Hi, I’m Future-seeing Freddie, and welcome to my new weekly feature, Fredictions, where I’ll-
Wait, you’re calling it Fredictions?
It’s a pun on my name.
Yes, Fred, I kn-
And on the word predict-
I get it, Freddie. I do. I just think-
What? It’s a great name. It gets across that I’ll be offering visions of the future, and also that my name-
I said I get it, Freddie. I just think… I don’t know, I just think it sounds sorta stupid.
I think you maybe don’t understa-
Like maybe you’ve got a rash or something.
Like maybe I- it’s not Fred Itching!
Sounds like it.
It sounds nothing like it!
Sounds pretty close.
… It sounds-
Sounds like Fred-itchin’s.
But itchin’ doesn’t have the ‘ick’ sound.

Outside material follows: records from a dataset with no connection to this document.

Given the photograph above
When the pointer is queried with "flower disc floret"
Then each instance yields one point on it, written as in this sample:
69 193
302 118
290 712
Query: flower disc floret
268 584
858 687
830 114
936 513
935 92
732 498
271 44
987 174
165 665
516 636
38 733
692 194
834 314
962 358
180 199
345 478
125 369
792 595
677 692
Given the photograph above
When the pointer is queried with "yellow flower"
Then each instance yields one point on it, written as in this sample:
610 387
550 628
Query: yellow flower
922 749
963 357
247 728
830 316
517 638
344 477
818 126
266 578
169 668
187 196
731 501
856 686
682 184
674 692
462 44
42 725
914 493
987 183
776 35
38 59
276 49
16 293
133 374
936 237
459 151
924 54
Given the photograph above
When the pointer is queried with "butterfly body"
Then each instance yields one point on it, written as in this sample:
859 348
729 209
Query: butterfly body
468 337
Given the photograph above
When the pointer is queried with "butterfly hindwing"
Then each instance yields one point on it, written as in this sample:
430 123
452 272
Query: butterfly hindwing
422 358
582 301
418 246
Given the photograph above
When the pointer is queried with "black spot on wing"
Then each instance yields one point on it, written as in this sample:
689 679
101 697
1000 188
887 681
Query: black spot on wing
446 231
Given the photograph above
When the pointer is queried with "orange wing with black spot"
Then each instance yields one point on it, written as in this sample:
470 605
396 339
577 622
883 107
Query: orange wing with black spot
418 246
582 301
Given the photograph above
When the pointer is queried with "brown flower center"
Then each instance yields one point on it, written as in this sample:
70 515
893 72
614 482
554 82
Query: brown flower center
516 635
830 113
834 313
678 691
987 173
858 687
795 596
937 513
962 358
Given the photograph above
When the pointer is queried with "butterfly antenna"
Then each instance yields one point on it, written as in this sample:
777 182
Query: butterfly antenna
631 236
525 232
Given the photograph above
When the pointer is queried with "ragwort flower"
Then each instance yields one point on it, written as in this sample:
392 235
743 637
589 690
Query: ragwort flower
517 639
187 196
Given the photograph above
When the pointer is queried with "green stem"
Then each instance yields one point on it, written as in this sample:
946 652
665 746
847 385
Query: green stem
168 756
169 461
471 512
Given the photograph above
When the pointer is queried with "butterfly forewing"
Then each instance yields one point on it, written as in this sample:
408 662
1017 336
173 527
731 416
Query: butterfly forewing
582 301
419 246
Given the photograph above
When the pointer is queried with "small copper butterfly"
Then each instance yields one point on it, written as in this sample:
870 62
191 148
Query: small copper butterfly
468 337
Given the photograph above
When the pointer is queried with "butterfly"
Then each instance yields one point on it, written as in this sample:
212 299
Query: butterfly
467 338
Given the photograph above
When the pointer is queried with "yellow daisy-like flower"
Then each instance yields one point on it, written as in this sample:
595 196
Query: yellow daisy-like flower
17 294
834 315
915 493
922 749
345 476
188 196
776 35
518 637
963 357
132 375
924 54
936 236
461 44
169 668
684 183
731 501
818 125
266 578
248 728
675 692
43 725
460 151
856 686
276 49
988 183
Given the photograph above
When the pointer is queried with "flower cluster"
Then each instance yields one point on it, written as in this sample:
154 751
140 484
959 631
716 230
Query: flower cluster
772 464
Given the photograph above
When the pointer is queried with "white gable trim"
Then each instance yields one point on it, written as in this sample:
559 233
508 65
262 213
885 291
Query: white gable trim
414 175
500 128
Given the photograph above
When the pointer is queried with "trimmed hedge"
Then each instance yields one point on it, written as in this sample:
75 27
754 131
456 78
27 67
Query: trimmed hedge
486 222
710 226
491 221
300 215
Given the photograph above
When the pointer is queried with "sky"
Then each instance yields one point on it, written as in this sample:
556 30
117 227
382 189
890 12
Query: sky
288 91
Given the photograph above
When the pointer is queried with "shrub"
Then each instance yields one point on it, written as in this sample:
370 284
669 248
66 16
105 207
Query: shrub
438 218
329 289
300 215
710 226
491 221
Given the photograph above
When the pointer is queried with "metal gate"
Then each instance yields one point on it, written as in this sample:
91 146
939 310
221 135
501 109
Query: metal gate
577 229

As in… like, icky? Because it d-
No, I mean like – FredICtions. Like… to rhyme with ‘friction’. Or, y’know, pred-
Friction also sounds itchy.
… like, if you have a rash, it could be caused by fric-
Look, I’m calling it Fredictions. I don’t even know why I’m debating this with you. It’s my show.
Yeah, but as your producer, it’s my job to make sure-
And my wife!
– you don’t sound stupid. I’m your producer first here, Freddie. Try to forget I’m your wife when we’re in this room. I am a professional.
… been trying to forget that for twen-
I beg your pardon?
I just… I think your using the word ‘stupid’ is needlessly harsh.
Twenty years of marriage will do that, Freddie. Smoothes out a lot of the rough edges in the way we communicate. Ok? You ready to go?
Fine. Don’t we have to, like, reset the tape or something?
No, I can just cut this part out. Also we don’t use tapes any more.
You can just start from the top.
Right. Fine. Hi, I’m Future-seeing Freddie-
Although maybe with less of the attitude?
Because that first part won’t be on the tape? So people won’t get why you’re being so pissy?
Unless they think you’re pissy about having been lumbered with such a stupid-sounding name for a show, because obviously you wouldn’t have chosen it for yourself because it’s so stupid-sounding.
… Hi, I’m Future-seeing Freddie, and welcome to my new weekly feature, Fredic-
It also sounds like erections.
Fredictions. Also sounds like erections.
It doesn’t even-
It has that ‘ick’ sound.
If anything it’s more of an ‘eck’-
Like in friction.
Like, if you combined ‘friction’ and ‘erection’, you’d get ‘efrection’, which sounds almost exactly like Fredictions.
Especially with the ‘dick’ sound in the middle of it.
Look, can we just record the thing? I thought it was a nice fun name – we can come back and workshop this later, but I’d just like to get the ball rolling.
Did I just say ok?
Yeah but you said it with this sorta pissy att-
Look, do you want to do the thing or not?
I do… I just… just give me a sec-
Take all the time you need.
Fine. Ok. I mean, thanks. Thank you. … I’m-
Having the ‘dick’ sound in there doesn’t help with the erection thing.
Oh for Christ-
And also, now you mention it-
I didn’t men-
– you can also sometimes get erections as a result off of friction, so you probably don’t want-
I know how erections work, Karen!
… coulda fooled me.
I- Oh really, this? Now?
While we’re recording?
You want to bring this up now, while we’re recording? While we’re on the air?
… we’re not act-
I KNOW WE’RE NOT ACTUALLY ON THE AIR, KAREN. I don’t know if you, as a professional, have heard of this thing, in broadcasting, that we use, which is called, and is actually also used in everyday talking to each other, a figure of sp-
About the thing about not being on air-
Christ, seriously? We’ve been on air the whole time??
Oh thank God.
– I mean I think it’s called ‘streaming’ nowadays.
OH, FOR CHRI- That’s it. I’m done. I can’t-
I mean, honestly, you’d think you would’ve seen this coming.
I’m done, Karen. I don’t w- just go ahead and… what, whatever, I don’t care anymore. I’m done.